Description of problem: Without a stable agent id, Cumin cannot cleanly garbage collect stale agents in all cases. Slots can appear duplicated. Version-Release number of selected component (if applicable): 7.4.4-0.13 How reproducible: 100% Steps to Reproduce: 1. run console, view slot screen 2. service cumin stop 3. service condor restart 4. service cumin start Actual results: Duplicate entries in UI Expected results: Opposite of "Actual results" Additional info: ManagementAgent::setName's third parameter (optional) is a stable name. src/management $ grep setName * MgmtCollectorPlugin.cpp: agent->setName("com.redhat.grid","collector",collName.c_str()); MgmtMasterPlugin.cpp: agent->setName("com.redhat.grid","master", default_name); MgmtNegotiatorPlugin.cpp: agent->setName("com.redhat.grid","negotiator", mmName.c_str()); MgmtScheddPlugin.cpp: agent->setName("com.redhat.grid","scheduler", schedd_name.c_str()); MgmtStartdPlugin.cpp: agent->setName("com.redhat.grid","slot"); We set it in all QMF plugins, except the Startd. We should set it in the Startd, using the extern char * Name from startd_main.cpp.

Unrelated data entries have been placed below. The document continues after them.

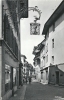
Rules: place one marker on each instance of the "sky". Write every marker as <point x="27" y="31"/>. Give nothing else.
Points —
<point x="28" y="41"/>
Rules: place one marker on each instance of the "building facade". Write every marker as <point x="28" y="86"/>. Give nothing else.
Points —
<point x="9" y="47"/>
<point x="54" y="35"/>
<point x="36" y="52"/>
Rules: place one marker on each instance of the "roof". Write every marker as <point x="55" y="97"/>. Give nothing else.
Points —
<point x="23" y="56"/>
<point x="57" y="13"/>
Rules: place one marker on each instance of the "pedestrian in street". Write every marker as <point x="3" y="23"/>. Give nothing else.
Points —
<point x="29" y="80"/>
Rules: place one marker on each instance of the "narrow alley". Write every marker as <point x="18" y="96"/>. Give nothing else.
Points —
<point x="38" y="91"/>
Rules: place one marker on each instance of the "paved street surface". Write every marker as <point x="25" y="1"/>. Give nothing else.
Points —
<point x="38" y="91"/>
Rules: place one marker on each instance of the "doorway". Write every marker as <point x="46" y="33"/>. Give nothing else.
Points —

FH sha 849ae64 no name specified (default)... slot = 0-0-1-com.redhat.grid:slot:pmackinn@localhost.localdomain slot = 0-0-1-com.redhat.grid:slot:pmackinn@localhost.localdomain STARTD_NAME = whiteford... slot = 0-0-1-com.redhat.grid:slot:whiteford@whiteford slot = 0-0-1-com.redhat.grid:slot:whiteford@whiteford condor_startd -t -f -name petey... slot = 0-0-1-com.redhat.grid:slot:petey@petey slot = 0-0-1-com.redhat.grid:slot:petey@petey
Reproduced on RHEL5 x86_64 with packages: condor-qmf-7.4.4-0.13.el5 condor-7.4.4-0.13.el5 cumin-0.1.4369-1.el5 ...and their dependencies... Verified with condor-7.4.4-0.16.el5 condor-qmf-7.4.4-0.16.el5
Verified also with condor-7.4.4-0.16.el4 condor-qmf-7.4.4-0.16.el4 On RHEL4 (both i386 and x86_64).
And finally with condor-qmf-7.4.4-0.16.el5.i386.rpm on a RHEL5 i386 box.